2024年12月29日日曜日

住野よる『腹を割ったら血が出るだけさ』双葉社、2022年(Audiobook版、2024年)

  昔は昔、今は今。「今の若い子たちは、考えることやいろんな見られ方への対応とか、大変だな」と思っていたが、こういう現代小説から感じられる、いわゆる「今の若者」の姿ってやっぱりイメージでしかなくて、結局は個別の感覚なのだな、と思ってしまう。少なくとも自分の土俵とは異なる土俵に皆立っているわけで、同世代の人達が共通認識をもっているのかというと甚だ疑問ではある。案外、いわゆる「今の若者」を仮想敵と仮定したときに、「敵の敵は味方」的に、ワン・プロジェクトっぽく手を結んでいるだけかもしれない。だって、同世代だって物事の捉え方の感覚は個別だから。

 内容は、作中に登場する『少女のマーチ』なる読む人の解釈を許すような小説をモチーフに、自分の本音で生きたいと願いながらそれが成就しない女子高生と、表裏のギャップにアイデンティティを揺さぶられているアイドル、彼女らを取り巻く人間関係が語られる。ミステリとは言い難いが、モチーフに解釈が入り込むために、登場人物の思考が読み切れずついつい引き込まれてしまう。

 Iyokiyehaの人間関係の捉え方とは全く異なるそれを、ある若者の視点を、節毎に切り替えながら一つの物語を組み立てていく。「自分とは異なる考えを押しつけられる」。本書の一節だが、そういうものなのだなと感じる。若者の人間関係なんて、多分理解できないし、自分の考えるそれとは全く異なるものだから、摩擦すら感じるのに、それでも興味深く聴き進めてしまうのは、この作者のプロダクトに対して素直になれたと考えることにしよう。

---(続)

 とはいえ、小説というのはすごいプロダクトなのだと思う。若者達の会話と思考を言語化することによって、人間の感情というものをそれを読む人に重ねながら、空想世界を展開していく。
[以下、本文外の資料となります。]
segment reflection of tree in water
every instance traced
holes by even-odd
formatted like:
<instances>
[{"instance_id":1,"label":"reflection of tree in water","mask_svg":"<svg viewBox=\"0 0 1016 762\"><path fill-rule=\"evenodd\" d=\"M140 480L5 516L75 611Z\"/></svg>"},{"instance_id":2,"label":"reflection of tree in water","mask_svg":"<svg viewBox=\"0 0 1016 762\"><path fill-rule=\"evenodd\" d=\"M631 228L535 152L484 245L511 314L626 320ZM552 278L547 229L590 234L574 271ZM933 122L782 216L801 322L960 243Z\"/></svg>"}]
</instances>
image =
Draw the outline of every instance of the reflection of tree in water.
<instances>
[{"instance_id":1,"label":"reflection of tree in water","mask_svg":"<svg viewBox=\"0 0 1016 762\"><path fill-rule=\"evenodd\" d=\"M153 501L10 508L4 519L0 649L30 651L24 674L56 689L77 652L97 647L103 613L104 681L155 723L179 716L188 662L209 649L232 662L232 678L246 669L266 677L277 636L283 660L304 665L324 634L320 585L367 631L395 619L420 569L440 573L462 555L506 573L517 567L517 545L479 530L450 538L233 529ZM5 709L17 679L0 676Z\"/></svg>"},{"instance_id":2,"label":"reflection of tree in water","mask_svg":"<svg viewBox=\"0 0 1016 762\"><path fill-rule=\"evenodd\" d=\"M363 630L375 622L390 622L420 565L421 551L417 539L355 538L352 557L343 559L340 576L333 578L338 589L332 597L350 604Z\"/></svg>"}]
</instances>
それは「そんなバカなことあるかぃ!」って思うようなフィクションであったとしても、どこか自分の感情に重なったりかすったりするので、ついつい小説の世界にひきこまれてしまう。普段から小説にはそういうところがあったように思うが、感情の言語化とそれが立つ基盤に「解釈」が入り込むというしかけが、こう思う自分を客観視できた一助となっているのだろう。